Rotterdam: 120g, excessive root vegetables, 26 Euro.
Hamburg: 140g, over-salted, 22 Euro.
Lyon: 155g, lukewarm, 19 Euro.

I lift the spoon. The surface of the stew has developed a thin, translucent skin. It resists the silver edge for a fraction of a second before breaking. I press the pad of my thumb against the edge of the table. The wood is cold, polished with a wax that smells faintly of synthetic citrus.

The weight of the spoon is wrong. It is balanced for aesthetics, not for the efficient transport of liquid. Too much handle, too little bowl. I look at the window. The glass reflects the bistro’s interior—brass rails, Edison bulbs, a waiter adjusting a stack of linen napkins. Beyond the reflection, there is a street. Cobblestones. People are moving between the pools of yellow light cast by the shops.

I do not look at them. I look at the beef.

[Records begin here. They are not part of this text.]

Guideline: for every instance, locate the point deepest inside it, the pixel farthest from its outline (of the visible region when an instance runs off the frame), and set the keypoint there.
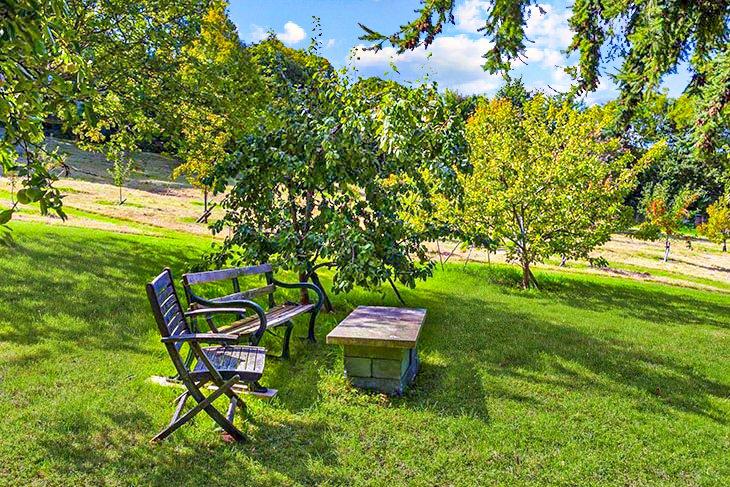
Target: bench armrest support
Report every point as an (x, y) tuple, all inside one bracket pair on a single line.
[(233, 307), (201, 337)]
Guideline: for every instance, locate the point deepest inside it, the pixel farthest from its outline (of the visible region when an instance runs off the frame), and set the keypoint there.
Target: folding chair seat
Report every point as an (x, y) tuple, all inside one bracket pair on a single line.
[(225, 365)]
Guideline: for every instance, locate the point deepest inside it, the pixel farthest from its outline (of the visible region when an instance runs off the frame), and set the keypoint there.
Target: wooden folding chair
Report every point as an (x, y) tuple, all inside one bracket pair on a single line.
[(224, 365)]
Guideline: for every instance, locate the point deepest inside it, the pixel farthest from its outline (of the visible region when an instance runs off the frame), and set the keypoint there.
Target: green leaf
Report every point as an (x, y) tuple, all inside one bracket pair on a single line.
[(22, 197)]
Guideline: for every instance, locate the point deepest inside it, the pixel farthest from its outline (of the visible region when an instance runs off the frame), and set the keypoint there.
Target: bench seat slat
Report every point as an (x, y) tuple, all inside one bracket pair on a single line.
[(223, 274), (244, 361), (274, 317), (252, 293)]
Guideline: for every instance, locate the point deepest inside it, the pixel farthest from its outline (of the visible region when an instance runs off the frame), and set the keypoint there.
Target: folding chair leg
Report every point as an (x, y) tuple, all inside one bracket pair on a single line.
[(182, 399), (232, 409), (287, 337), (206, 405), (312, 319)]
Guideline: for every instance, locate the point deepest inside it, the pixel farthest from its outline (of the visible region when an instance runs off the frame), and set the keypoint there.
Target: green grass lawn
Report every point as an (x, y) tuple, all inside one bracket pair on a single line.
[(592, 380)]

I use the tines of the fork to separate a cube of meat from the gravy. It is approximately 2.5 centimetres on each side. I press it. It is firm. I consult my notes. In Barcelona, the cubes were irregular, leading to uneven cooking times. Here, the uniformity suggests a mechanical slicer. This is an improvement in process, though the cost-per-unit is 12% higher than the seasonal average for this district.

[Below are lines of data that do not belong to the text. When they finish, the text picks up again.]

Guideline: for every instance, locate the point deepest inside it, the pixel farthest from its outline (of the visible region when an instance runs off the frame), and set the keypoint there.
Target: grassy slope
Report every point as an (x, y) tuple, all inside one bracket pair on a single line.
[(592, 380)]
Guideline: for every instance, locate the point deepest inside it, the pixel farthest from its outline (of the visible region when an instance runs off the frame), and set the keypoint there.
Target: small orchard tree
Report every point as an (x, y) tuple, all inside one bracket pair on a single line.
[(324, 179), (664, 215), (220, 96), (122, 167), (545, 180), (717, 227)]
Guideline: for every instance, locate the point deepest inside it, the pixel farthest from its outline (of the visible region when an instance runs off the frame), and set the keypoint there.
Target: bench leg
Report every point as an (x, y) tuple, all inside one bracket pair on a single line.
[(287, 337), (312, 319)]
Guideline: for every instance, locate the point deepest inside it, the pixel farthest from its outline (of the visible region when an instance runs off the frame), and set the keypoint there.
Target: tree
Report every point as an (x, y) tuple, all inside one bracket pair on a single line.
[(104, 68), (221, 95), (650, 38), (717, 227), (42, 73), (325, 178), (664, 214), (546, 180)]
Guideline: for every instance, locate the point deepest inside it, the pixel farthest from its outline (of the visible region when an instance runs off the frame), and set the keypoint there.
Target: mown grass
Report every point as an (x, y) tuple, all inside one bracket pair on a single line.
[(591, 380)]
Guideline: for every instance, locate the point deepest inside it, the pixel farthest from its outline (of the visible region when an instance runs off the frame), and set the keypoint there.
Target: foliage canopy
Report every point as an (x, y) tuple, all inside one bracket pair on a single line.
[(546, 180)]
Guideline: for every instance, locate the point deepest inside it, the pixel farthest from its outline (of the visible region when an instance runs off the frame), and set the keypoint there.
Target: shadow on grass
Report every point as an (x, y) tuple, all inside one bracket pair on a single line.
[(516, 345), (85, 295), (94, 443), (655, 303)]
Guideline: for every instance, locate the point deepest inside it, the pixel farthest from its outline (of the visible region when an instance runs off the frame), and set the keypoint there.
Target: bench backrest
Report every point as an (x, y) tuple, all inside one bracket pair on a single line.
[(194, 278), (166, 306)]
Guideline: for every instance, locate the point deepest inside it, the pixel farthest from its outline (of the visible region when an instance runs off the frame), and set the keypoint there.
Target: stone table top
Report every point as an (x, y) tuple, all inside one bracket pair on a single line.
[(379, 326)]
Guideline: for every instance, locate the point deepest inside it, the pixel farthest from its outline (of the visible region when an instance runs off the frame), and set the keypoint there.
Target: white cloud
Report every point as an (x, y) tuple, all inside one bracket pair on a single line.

The citrus wax smell is sharp. I press my thumb harder against the table edge. The pressure creates a pale indentation in the skin.

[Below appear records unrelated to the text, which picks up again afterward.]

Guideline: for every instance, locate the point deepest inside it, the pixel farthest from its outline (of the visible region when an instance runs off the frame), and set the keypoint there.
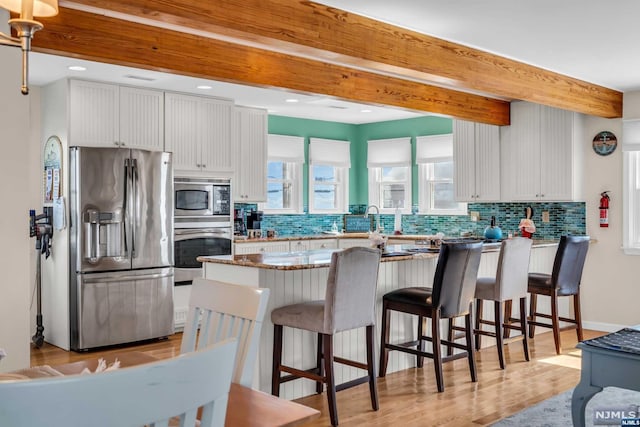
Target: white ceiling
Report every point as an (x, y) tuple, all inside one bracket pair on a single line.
[(592, 40)]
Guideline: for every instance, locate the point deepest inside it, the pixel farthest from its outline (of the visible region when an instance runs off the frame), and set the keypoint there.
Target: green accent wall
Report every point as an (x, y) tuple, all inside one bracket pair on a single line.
[(358, 135)]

A couple at the next table is laughing. The sound is a series of high, percussive bursts. I check the time on my watch. 19:42. I have been here for fourteen minutes. The stew has dropped approximately eight degrees since it was placed on the marble runner.

I take a bite. The texture is fibrous. I count the chews. Eighteen. Nineteen.

I pull a small, black ledger from my coat. I record the temperature of the room. It is too high for the price of the wine list, yet the draft from the door remains constant. I feel the air hit my ankles every time the heavy oak door swings open.

I picture the columns—red ink, black ink, the narrow margins where the profit disappears into “ambience” and “service fees.”

I move a piece of carrot to the side of the bowl. It is cut into a perfect hexagon. Waste. To achieve a hexagon from a cylindrical root requires the removal of six curved segments. I calculate the percentage of discarded biomass. 30%. They are charging me for the carrot they threw in the bin.

The table edge is a hard, unyielding line against my thumb.

I stand up. I do not finish the stew. The liquid temperature has flattened. I signal the waiter. He approaches, his gait choreographed to suggest a speed he is not actually achieving.

“The cheque,” I say.

“Was everything to your satisfaction, sir?”

I look at the hexagonal carrot. I look at the receipt under my water glass. I feel the pressure in my thumb.

“It was as expected,” I say.

I reach into my pocket and pull out a clip of bills. I select the exact amount. No rounding. I place the notes on the table, aligned with the edge of the placemat. The draft from the door hits my neck.

Outside, the cobblestones are wet. I step onto the pavement. The air is sharper here, but it doesn’t cost anything. I walk ten paces, then stop. I reach into my pocket and touch the corner of the ledger.

I turn back and look through the glass. The waiter is clearing my table. He picks up the bowl. He doesn’t notice the carrot. He doesn’t notice the temperature of the ceramic. He dumps the remaining contents into a plastic tub.

I walk toward the corner. My pace is measured. Four kilometres per hour. Efficient.

The pressure in my thumb remains. I press it against the handle of my umbrella as I walk. I see another bistro three blocks down. The awning is green. The menu is posted in a brass frame.

I stop. I look at the menu.

The menu lists stew. The price is 24 euros. I stay on the footpath, the cold air moving through my coat, watching the waiter inside the new bistro polish a glass. I do not move towards the door. I do not move away. I stand in the light of the green awning, my thumb pressing hard against the curved wood of the umbrella handle.